1st 10 - 7:32, 7:11, 7:28, 7:25, 7:15, 7:10, 7:09, 7:05, 7:11, 7:09 (7:15/mi avg)
Last 10 - 6:56, 6:56, 6:47, 6:57, 6:49, 6:43, 6:42, 6:38, 6:50, 6:57 (6:49/mi avg)
Final Stats: 20 miles, 7:02/mi avg
We all ran together basically until about 12 miles in and then a few people started to throw in some surges. Being the conservative runner that I am, I just held it steady, because I wanted to save my legs for the final 2 miles uphill. Some would surge ahead, then float back, until we got to 16 miles and I pretty much got dropped. I was right on pace with the plan, but these people were more fit than me and pushed faster. They never got out of my sight, but I had no desire to try and close down the gap. Since this was a marathon simulator, I wanted to run these miles as though I still had another 6.2 to go at the end.
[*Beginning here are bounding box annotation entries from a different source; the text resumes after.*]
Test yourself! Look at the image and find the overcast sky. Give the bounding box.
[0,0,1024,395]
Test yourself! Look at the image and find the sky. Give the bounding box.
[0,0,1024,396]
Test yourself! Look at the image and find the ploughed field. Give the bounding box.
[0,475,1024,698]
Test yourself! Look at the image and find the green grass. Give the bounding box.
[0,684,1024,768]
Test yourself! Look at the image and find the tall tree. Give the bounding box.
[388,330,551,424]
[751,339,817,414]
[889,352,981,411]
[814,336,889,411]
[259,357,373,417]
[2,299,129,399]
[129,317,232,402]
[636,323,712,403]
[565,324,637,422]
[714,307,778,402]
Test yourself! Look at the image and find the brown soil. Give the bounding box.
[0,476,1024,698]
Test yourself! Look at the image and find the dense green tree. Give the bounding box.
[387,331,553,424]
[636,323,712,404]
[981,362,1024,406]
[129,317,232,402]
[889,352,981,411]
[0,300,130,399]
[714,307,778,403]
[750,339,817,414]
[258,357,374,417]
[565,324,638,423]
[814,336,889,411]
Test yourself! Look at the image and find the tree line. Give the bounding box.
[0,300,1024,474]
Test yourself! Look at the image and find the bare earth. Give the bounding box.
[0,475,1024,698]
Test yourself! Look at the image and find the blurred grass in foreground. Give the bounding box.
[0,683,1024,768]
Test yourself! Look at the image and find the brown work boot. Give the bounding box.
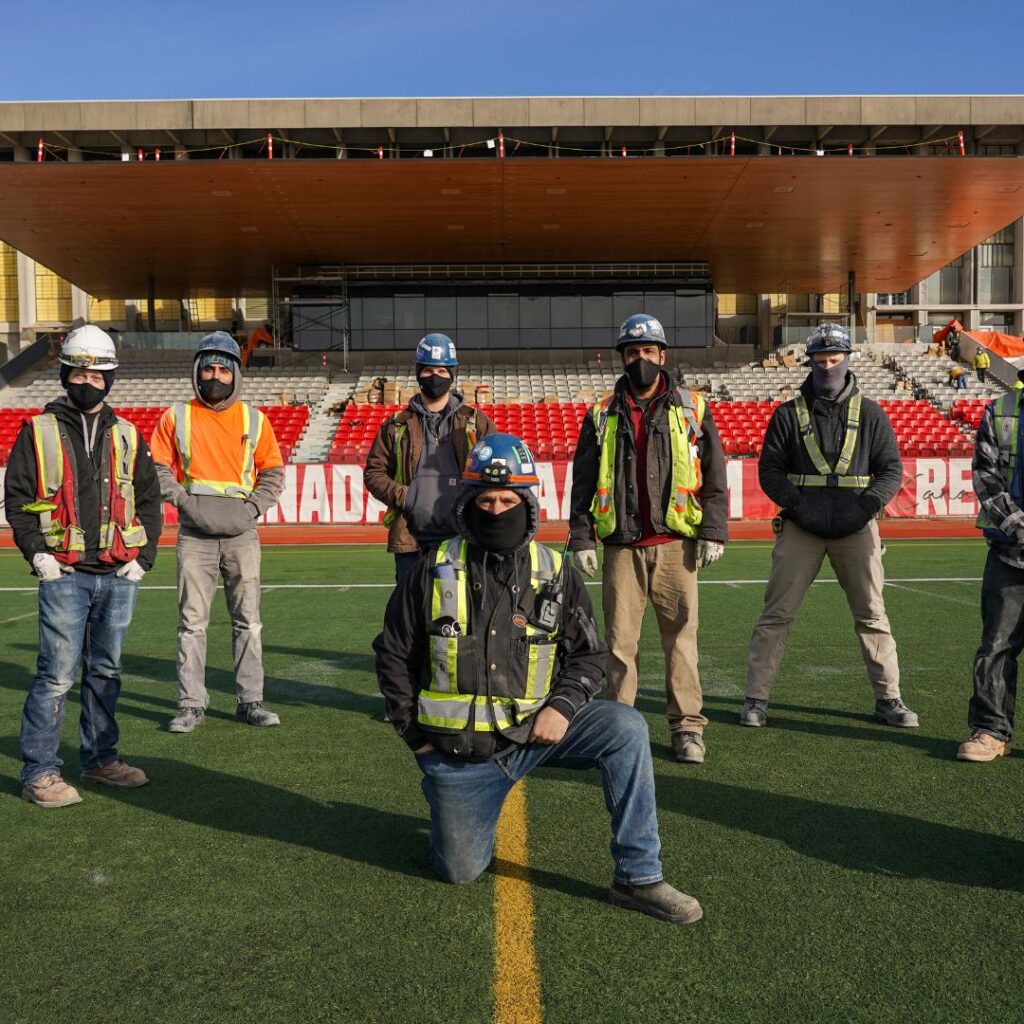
[608,882,703,925]
[79,758,150,790]
[22,772,82,807]
[956,729,1010,761]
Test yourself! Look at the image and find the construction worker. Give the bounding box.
[739,324,918,728]
[362,334,497,582]
[4,324,163,808]
[569,313,728,764]
[374,434,701,924]
[956,371,1024,761]
[153,331,285,732]
[971,345,992,384]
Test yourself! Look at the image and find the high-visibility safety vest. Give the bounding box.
[171,401,266,499]
[786,392,873,487]
[975,390,1024,541]
[22,413,146,565]
[381,415,476,526]
[590,388,706,541]
[417,537,562,733]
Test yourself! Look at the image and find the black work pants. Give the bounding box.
[968,548,1024,742]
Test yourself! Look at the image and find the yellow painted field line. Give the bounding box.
[494,782,541,1024]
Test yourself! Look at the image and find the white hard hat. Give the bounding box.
[60,324,118,370]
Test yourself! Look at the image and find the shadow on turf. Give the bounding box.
[0,737,610,901]
[636,695,956,761]
[0,643,384,728]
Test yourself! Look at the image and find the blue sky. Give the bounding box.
[9,0,1024,99]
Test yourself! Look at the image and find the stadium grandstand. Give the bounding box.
[0,96,1024,520]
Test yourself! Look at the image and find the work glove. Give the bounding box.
[574,548,597,577]
[114,558,145,583]
[697,541,725,569]
[32,551,68,583]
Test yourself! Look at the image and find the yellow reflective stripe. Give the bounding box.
[834,394,860,476]
[795,391,833,476]
[32,413,63,497]
[786,473,874,487]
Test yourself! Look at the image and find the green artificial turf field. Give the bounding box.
[0,541,1024,1024]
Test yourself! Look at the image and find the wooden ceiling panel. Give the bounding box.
[0,157,1024,298]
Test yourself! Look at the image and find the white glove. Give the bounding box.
[32,551,65,583]
[574,548,597,577]
[697,541,725,569]
[114,558,145,583]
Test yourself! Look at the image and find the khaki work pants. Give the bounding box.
[746,519,900,700]
[601,538,708,734]
[177,529,263,708]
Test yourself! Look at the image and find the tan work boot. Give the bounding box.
[956,729,1010,761]
[22,772,82,807]
[79,758,150,790]
[608,882,703,925]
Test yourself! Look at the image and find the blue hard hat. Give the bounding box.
[462,434,541,490]
[805,324,853,355]
[615,313,669,352]
[416,334,459,367]
[196,331,242,366]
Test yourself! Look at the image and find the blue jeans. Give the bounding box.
[22,572,138,782]
[416,700,663,886]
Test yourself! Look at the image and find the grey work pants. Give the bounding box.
[746,519,900,700]
[177,528,263,708]
[601,538,708,734]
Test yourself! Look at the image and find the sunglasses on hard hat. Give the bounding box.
[60,352,98,367]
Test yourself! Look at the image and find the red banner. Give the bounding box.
[0,459,978,525]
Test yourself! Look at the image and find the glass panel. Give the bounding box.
[583,295,618,331]
[643,292,676,331]
[362,297,394,329]
[425,295,456,334]
[551,295,583,329]
[394,295,427,334]
[611,292,649,327]
[519,295,551,327]
[456,295,487,332]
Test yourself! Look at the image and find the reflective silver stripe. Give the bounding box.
[786,473,874,487]
[171,401,191,479]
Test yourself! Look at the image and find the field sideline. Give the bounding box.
[0,540,1024,1024]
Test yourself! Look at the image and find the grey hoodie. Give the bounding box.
[156,358,285,537]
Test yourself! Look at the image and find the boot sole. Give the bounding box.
[608,889,703,925]
[78,775,150,790]
[22,792,82,810]
[956,751,1010,764]
[872,712,921,729]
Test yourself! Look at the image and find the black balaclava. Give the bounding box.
[811,355,850,401]
[463,500,529,555]
[626,356,662,391]
[60,364,114,405]
[416,366,455,401]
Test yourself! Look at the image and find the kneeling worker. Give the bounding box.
[739,324,918,728]
[374,434,702,925]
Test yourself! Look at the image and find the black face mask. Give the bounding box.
[466,502,528,555]
[65,384,109,413]
[626,356,662,391]
[811,355,850,401]
[199,378,234,406]
[420,374,454,400]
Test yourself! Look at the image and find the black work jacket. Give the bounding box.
[4,398,164,574]
[758,372,903,538]
[374,541,608,761]
[569,371,729,551]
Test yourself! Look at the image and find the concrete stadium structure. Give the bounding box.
[0,96,1024,357]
And while I'm thankful Boston won't have a 2 mile grinding uphill (at least the Newton hills have some breaks in between them), I came out of this workout knowing that I can grind uphill at sub 7. It was a very solid day and without a doubt the best long run I've had.
So where does this leave me for Boston? Well, it leaves me knowing that I can shoot for a PR. I have the utmost respect for the course and the unique challenges it will bring, but I am hopeful that the work I've done will lead to the results I know I've worked hard for.
Do you have any favorite last long run workouts to share?